There is no more important task for the mind than the clarifying of the meaning of that key word and this task comes as a challenge to the university in a fashion whose demand cannot be escaped. The word itself must be rescued from ill-treatment if not mutilation.
The content of the idea of democracy consists of a sense of the individual and a sense of the common good and the theory of democracy may be approached through either or both. When approached through the sense of the individual, democracy is giving to every individual man the rights and opportunities which make for the largest life. When approached through the sense of the common good, democracy is organization of life for the purpose of the common good.
Each of these conceptions alone is incomplete and even dangerous—amply illustrated in the social experiments of men and nations, which have been and still are the fashion of our generation.
Democracy regarded as a theory and practice related to the individual alone tends to philosophical anarchy: that man ought to be allowed to do anything in any way at any time. Life would soon become a nightmare of clashing individualities.
On the other hand, when we think of democracy as a theory and practice related only to society, difficulties again soon emerge. The world becomes a vast machine in which the individual has no real or valid place. The individual is submerged in the group. The common good becomes uncommonly bad when it crushes the individual life. Instead of being a person who uses a machine, man becomes a machine who has
lost his personality.
Life becomes, as Dr. Lynn Hough once said "a vast orphan asylum in which all the orphans wear the same kind of uniform". asylum in which all the orphans wear the same kind of
Such an analysis of the tendencies implicit in contemporary interpretations of democracy surely makes evident the necessity for close and clear thinking.
What ideal then of democracy, may I ask, will the university of large and adequate leadership offer to men and women of today and tomorrow?
Democracy is found in that articulation of life where the individual receives all that can be given to him without interfering with the common good—and society receives all that can be given to it without crushing the individual.
Both conceptions must be kept in constant and equal perspective.
When it comes to details such close and delicate work will require the utmost skill of the most highly trained minds, and
there the university can and will do work of the utmost value.
The need for a clear and satisfying word from the university about religion and its place in human life is obvious to all. What are the demands which are to be made upon the university on this subject?

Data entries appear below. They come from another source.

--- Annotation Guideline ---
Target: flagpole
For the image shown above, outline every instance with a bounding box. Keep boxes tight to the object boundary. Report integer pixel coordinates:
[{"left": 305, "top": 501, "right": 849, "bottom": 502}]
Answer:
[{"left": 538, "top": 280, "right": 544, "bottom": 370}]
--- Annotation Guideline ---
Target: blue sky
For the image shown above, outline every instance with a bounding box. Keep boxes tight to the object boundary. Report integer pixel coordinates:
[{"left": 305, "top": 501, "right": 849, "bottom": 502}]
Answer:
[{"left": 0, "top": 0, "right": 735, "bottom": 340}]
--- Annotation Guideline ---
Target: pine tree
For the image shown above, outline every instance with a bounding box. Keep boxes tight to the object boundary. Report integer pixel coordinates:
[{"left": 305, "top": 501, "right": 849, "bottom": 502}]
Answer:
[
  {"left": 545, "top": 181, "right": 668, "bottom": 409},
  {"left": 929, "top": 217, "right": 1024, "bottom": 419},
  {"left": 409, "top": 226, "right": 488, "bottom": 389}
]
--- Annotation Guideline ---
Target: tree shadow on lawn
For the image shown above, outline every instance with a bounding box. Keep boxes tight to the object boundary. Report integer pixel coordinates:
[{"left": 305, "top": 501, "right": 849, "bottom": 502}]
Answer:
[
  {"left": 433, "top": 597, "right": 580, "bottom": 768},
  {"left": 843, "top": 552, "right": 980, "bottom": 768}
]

As a layman I hesitate to enter into a discussion of this subject, but such is the importance of religion in the life of man that it cannot be lightly sidestepped by an indifferent attitude on the part of university authorities.
It is inevitable that a series of questions be asked which penetrate to the very heart of life's most fundamental problem.
We turn not only to our official religious leaders, but also to the university for the strength of enlightenment and guidance there.
I feel that a further word is required from the university to correct the insidious suggestion "that God becomes progressively less essential to the running of the universe".
Never in man's history has faith in God been more necessary to sane, wholesome, vigorous and hopeful living than today.
I am bold enough to believe that the founders of this University of New Brunswick, whose memory you honour today, were inspired in their efforts by their strong and unwavering faith in the guidance of God, and that it was their hope that this university would become in a noble sense a spiritual leader on the new day.
The challenge of our day is hard upon us.
The testing far-reaching question has to do with our capacity to rise to the opportunity the times present.
We look with confident expectancy to the centres of learning such as this university, for voices which shall unite the richness of the past with the potentials of the present and thus become leaders in the remaking of the world.